In short, my model of the oil market is this:

1. Speculators determine “the” price of oil by placing bets in the futures markets that reflect expectations for the entire future path of demand, discovery of new oil reserves, development of alternative energy, etc. There is no such thing as a “signature” for when future-oriented speculation is determining the price. Future-oriented speculation always determines the price–high, low, or in between.

2. The relationship between spot and futures prices should be based on the Hotelling principle, which would imply that futures prices would be above spot prices, with the differential approximating the rate of interest. If the spot price were too low relative the futures price, producers would extract little oil, if any. If the spot price were too high relative to the futures price, producers would use up their oil too quickly.

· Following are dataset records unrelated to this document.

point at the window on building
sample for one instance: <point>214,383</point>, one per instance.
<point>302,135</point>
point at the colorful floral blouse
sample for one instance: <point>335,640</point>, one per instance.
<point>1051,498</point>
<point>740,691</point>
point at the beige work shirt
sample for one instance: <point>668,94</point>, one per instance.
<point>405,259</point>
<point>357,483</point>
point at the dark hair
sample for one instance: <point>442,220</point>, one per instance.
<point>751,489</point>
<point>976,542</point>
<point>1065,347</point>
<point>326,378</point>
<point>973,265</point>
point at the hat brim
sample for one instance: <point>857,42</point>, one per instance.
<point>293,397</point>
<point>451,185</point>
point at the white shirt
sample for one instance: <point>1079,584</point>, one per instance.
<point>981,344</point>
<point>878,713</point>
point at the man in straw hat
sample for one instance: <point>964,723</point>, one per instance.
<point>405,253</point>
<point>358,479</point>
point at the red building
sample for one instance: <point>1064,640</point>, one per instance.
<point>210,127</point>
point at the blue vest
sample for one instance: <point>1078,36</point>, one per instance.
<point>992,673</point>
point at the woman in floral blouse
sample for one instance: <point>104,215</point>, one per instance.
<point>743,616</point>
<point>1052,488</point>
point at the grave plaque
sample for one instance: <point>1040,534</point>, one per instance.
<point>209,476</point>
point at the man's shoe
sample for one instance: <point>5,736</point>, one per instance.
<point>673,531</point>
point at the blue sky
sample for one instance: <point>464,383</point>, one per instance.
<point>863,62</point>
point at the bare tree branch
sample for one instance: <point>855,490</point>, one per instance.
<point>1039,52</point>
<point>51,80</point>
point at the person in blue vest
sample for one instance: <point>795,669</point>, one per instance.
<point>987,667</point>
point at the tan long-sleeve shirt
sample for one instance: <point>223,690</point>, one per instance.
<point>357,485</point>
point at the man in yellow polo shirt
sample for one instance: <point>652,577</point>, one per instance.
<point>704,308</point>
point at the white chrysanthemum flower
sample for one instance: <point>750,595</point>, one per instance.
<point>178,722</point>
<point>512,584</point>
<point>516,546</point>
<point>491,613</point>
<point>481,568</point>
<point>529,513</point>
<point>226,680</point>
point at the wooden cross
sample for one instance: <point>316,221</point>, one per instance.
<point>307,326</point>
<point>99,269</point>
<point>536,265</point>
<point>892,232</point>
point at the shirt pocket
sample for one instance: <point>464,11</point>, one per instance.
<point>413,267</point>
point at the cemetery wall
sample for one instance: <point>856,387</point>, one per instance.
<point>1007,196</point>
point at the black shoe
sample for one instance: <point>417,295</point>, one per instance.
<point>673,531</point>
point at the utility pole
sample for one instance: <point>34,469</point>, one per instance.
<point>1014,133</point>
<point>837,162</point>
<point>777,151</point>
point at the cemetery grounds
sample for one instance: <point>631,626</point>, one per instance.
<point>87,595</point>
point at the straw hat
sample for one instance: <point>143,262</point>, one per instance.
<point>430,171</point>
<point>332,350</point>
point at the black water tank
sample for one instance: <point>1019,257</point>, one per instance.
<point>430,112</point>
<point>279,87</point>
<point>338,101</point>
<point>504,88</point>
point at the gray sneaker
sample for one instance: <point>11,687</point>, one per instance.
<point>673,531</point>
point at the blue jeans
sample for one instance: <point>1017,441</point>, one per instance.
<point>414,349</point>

3. If there is a floor on oil prices without a ceiling, then keeping oil in the ground potentially has option value. With volatile oil prices, there is an additional incentive to leave oil in the ground. For a given level of futures prices, the option value causes spot prices to be higher than what the Hotelling principle would predict.

UPDATE: One commenter and one emailer have pointed out that there are substantial adjustment costs in oil production, so that oil in the ground and oil inventories are not the same. You cannot suddenly extract from a given field at a higher rate without risking having the formation collapse. You cannot “cap” an oil well without having to re-drill it later.

I can see how this would affect short-run dynamics. The flow supply of oil would be less responsive to the differential between futures and spot prices than if production changes were frictionless. This in turn would mean that we could see more “slack” in the futures-spot relationship (wider movements between contango and backwardation).

However, it does not change my view that overall the price of oil is determined by speculation that incorporates expectations of future supply and demand. And since this is always the case, I cannot imagine what “symptoms” would show that today we are seeing speculation but yesterday we were not.